Il prodotto agroalimentare italiano più esportato all’estero è il vino seguito dall’ortofrutta fresca. L’andamento sui mercati internazionali potrebbe ulteriormente migliorare con una più efficace tutela nei confronti della “agropirateria” internazionale, che fattura oltre 60 miliardi di Euro utilizzando impropriamente parole, colori, località, immagini, denominazioni e ricette che richiamano all’Italia per prodotti taroccati che non hanno nulla a che fare con la realtà nazionale. "All’estero sono falsi quasi due prodotti alimentari di tipo italiano su tre. In testa alla classifica dei prodotti più taroccati ci sono i formaggi a denominazione di origine Dop a partire dal Parmigiano Reggiano e dal Grana Padano, ma anche il Provolone, il Gorgonzola, il Pecorino Romano, l’Asiago o la Fontina. Poi ci sono i salumi più prestigiosi dal Parma al San Daniele spesso 'clonati', ma anche gli extravergini di oliva, le conserve. A preoccupare sono gli effetti del Trattato di libero scambio con il Canada (Ceta) in corso di ratifica in Italia, in cui per la prima volta nella storia l’Unione europea si legittima in un trattato internazionale la pirateria alimentare a danno dei prodotti Made in Italy più prestigiosi, accordando esplicitamente il via libera alle imitazioni che sfruttano i nomi delle tipicità nazionali, dall’Asiago alla Fontina dal Gorgonzola ai Prosciutti di Parma e San Daniele.

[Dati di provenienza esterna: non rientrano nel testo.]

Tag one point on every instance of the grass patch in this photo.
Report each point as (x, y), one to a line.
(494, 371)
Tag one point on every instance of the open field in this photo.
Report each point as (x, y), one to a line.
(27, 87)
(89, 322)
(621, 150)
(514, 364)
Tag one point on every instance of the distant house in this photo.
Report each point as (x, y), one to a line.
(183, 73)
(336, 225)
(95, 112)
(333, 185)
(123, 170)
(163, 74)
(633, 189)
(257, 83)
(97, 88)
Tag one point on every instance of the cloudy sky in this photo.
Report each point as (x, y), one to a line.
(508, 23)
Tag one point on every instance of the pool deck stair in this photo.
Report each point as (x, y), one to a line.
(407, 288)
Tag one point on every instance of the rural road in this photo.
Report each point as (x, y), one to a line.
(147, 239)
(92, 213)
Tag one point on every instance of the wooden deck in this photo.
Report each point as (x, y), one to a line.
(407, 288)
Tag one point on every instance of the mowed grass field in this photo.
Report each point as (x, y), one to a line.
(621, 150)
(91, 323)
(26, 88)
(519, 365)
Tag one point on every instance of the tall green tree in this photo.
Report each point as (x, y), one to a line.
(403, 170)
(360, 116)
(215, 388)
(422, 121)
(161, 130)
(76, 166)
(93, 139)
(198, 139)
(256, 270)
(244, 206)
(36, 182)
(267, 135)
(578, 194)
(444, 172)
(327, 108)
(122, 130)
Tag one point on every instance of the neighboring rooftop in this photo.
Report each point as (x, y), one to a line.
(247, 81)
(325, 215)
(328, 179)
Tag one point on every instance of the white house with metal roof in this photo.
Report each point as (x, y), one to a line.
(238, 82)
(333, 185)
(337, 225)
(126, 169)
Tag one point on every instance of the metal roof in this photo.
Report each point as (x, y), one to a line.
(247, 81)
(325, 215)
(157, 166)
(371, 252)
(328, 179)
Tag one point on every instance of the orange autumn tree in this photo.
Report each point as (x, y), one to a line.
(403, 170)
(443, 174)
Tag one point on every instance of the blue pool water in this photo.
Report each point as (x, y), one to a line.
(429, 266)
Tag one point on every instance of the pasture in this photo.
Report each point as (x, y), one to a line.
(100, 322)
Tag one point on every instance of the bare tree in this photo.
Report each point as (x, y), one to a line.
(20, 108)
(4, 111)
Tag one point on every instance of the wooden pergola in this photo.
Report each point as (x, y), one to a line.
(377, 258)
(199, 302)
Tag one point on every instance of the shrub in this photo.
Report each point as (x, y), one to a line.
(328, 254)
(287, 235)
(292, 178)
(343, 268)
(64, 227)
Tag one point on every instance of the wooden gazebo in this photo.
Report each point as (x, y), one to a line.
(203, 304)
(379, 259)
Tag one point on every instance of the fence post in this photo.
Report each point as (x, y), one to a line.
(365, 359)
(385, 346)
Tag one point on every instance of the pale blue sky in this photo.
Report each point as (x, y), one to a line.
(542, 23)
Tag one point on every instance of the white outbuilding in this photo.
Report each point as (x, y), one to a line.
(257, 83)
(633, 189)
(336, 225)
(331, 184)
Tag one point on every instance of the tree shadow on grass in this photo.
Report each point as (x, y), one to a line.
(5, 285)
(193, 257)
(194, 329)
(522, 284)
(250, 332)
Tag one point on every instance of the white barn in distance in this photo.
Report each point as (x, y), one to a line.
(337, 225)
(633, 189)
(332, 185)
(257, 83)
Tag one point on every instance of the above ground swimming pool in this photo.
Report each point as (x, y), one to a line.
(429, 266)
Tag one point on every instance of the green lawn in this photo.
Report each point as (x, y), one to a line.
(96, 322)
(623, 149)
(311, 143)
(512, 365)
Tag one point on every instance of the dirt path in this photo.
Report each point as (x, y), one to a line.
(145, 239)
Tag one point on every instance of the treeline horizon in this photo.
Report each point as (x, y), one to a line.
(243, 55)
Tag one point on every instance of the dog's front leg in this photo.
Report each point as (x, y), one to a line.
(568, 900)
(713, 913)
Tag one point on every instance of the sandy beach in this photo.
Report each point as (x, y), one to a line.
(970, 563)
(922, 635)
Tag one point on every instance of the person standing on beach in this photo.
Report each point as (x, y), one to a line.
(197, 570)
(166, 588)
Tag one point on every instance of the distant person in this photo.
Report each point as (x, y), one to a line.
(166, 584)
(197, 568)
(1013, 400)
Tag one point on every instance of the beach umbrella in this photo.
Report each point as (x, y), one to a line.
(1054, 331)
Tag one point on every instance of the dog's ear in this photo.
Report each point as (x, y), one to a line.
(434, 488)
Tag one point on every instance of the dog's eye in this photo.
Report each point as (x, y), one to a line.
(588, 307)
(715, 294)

Un accordo che colpisce anche il formaggio italiano più esportato nel mondo, il Parmigiano Reggiano, che potrà essere liberamente prodotto e commercializzato dal Canada con la traduzione di Parmesan. La svendita dei marchi storici del Made in Italy agroalimentare non è solo un danno sul mercato canadese, ma è soprattutto un pericoloso precedente nei negoziati con altri Paesi anche emergenti, che sono autorizzati cosi a chiedere le stesse concessioni ai concorrenti più insidiosi delle specialità Made in Italy all’estero", conclude l'asssociazione.